La condamnation pénale d'un élu local pour n’avoir pas promptement supprimé des commentaires illicites publiés par un tiers sur son compte Facebook ne méconnaît pas sa liberté d’expression.
L’affaire concerne la condamnation pénale d'un élu local et candidat aux élections législatives pour provocation à la haine ou à la violence à l’égard d’un groupe de personnes ou d’une personne à raison d’une religion déterminée, faute pour lui d’avoir promptement supprimé la publication par des tiers de commentaires sur le mur de son compte Facebook.
Cet élu soutient qu’une telle condamnation a méconnu son droit à la liberté d’expression protégé par l’article 10 de la Convention de sauvegarde des droits de l'Homme et libertés fondamentales.
Dans un arrêt Sanchez c/ France du 15 mai 2023 (requête n° 45581/15), la Cour européenne des droits de l'Homme relève que, dans cette affaire, était uniquement en cause le manque de vigilance et de réaction du requérant à l’égard des commentaires publiés par des tiers.
Se posait ainsi la question de la responsabilité partagée des différents acteurs intervenant sur les réseaux sociaux.
Les juridictions pénales françaises, en application du régime de "responsabilité en cascade" institué par la loi n° 82-652 du 29 juillet 1982, avaient condamné les auteurs des messages litigieux ainsi que le requérant en sa qualité de "producteur" c’est-à-dire de titulaire du compte Facebook.
En premier lieu, la Cour considère que le cadre juridique interne instituant la responsabilité partagée de tous les acteurs impliqués était défini avec une précision suffisante, au sens de l’article 10 de la Convention, pour permettre au requérant, dans les circonstances de l’espèce, de régler sa conduite.
En deuxième lieu, la Cour reconnaît, à l’instar des juridictions internes, que les commentaires litigieux qui s’inscrivaient dans le cadre spécifique d’une période électorale, interprétés et appréciés dans leur contexte immédiat, relevaient assurément d’un discours de haine et étaient donc illicites.
En troisième lieu, elle considère que l’ingérence dans la liberté d’expression du requérant poursuivait non seulement le but légitime de protéger la réputation ou les droits d’autrui, mais également celui d’assurer la défense de l’ordre et la prévention du crime.
Le requérant ayant décidé de rendre l’accès au mur de son compte Facebook public et d’avoir ainsi "autorisé ses amis à y publier des commentaires", la Cour relève ensuite qu’il ne pouvait ignorer, compte tenu du contexte local et électoral tendu qui existait à l’époque des faits, qu’une telle option était manifestement lourde de conséquences.

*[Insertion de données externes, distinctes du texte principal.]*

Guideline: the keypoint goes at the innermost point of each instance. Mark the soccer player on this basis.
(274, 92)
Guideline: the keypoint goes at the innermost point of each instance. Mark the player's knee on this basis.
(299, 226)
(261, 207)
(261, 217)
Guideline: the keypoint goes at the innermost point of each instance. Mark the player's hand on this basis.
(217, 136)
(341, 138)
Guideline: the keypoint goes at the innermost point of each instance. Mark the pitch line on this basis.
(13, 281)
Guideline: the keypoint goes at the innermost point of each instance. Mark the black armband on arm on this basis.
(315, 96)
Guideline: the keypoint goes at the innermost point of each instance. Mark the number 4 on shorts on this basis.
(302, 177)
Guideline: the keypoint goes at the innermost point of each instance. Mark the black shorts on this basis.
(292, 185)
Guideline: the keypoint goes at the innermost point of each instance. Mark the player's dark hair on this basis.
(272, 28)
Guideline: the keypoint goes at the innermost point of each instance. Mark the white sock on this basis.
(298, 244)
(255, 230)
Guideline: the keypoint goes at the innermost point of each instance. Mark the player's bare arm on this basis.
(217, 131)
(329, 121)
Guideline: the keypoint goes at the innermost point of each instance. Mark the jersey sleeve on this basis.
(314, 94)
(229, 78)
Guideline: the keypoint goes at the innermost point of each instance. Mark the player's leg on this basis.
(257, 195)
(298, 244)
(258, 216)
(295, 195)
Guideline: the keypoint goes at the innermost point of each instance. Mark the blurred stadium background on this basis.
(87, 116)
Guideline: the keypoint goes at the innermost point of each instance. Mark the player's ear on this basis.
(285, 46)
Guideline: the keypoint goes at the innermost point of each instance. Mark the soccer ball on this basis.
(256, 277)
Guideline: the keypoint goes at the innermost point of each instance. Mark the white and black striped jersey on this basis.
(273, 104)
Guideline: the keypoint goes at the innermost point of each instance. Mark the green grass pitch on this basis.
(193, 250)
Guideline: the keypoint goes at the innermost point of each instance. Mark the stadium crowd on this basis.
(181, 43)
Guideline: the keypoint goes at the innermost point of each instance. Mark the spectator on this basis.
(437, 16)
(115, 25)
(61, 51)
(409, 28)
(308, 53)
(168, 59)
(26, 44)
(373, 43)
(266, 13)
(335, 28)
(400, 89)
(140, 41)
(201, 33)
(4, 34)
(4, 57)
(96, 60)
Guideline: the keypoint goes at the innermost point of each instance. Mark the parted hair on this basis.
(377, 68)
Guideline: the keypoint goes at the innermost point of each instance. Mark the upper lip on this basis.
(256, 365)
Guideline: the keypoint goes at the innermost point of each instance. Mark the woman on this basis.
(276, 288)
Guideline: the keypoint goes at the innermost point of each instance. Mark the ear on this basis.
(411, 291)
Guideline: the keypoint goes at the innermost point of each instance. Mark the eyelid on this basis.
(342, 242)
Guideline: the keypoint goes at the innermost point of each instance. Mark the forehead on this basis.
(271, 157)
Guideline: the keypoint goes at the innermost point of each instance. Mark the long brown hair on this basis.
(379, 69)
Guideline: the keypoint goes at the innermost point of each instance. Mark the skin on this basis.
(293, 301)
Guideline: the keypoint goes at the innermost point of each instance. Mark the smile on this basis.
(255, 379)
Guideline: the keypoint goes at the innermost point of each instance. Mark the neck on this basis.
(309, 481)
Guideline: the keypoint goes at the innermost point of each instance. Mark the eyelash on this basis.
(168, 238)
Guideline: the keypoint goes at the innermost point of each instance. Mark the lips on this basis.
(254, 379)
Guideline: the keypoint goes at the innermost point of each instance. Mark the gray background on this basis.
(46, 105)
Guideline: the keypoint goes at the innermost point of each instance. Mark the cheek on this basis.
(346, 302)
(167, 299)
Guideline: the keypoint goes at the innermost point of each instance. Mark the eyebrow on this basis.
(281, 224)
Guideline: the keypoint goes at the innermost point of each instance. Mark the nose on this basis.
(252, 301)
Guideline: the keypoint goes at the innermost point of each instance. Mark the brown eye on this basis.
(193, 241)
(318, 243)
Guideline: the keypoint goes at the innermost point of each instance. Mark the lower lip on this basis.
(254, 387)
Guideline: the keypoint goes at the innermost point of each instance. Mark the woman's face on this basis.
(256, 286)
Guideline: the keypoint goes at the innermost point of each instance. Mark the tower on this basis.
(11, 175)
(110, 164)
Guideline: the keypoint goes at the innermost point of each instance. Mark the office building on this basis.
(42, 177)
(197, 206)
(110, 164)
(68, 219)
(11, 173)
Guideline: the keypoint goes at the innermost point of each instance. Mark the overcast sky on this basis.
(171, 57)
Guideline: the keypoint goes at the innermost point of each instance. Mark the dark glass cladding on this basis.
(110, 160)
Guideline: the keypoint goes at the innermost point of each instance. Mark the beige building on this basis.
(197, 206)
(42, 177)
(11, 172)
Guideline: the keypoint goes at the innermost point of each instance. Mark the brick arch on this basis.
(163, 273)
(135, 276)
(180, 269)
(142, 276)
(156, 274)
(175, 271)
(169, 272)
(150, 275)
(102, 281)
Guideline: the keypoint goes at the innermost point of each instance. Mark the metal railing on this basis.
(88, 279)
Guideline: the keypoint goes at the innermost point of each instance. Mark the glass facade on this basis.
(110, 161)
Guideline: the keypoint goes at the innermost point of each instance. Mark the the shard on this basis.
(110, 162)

La Cour conclut, compte tenu de la marge d’appréciation de l’Etat défendeur, que les décisions des juridictions internes reposaient sur des motifs pertinents et suffisants, tant au regard de la responsabilité du requérant, en sa qualité d’homme politique, pour les commentaires illicites publiés par des tiers, eux-mêmes identifiés et poursuivis comme complices, qu’en ce qui concerne sa condamnation pénale.
Dès lors, l’ingérence litigieuse peut passer pour "nécessaire dans une société démocratique".
Il n’y a donc pas eu violation de l’article 10 de la Convention.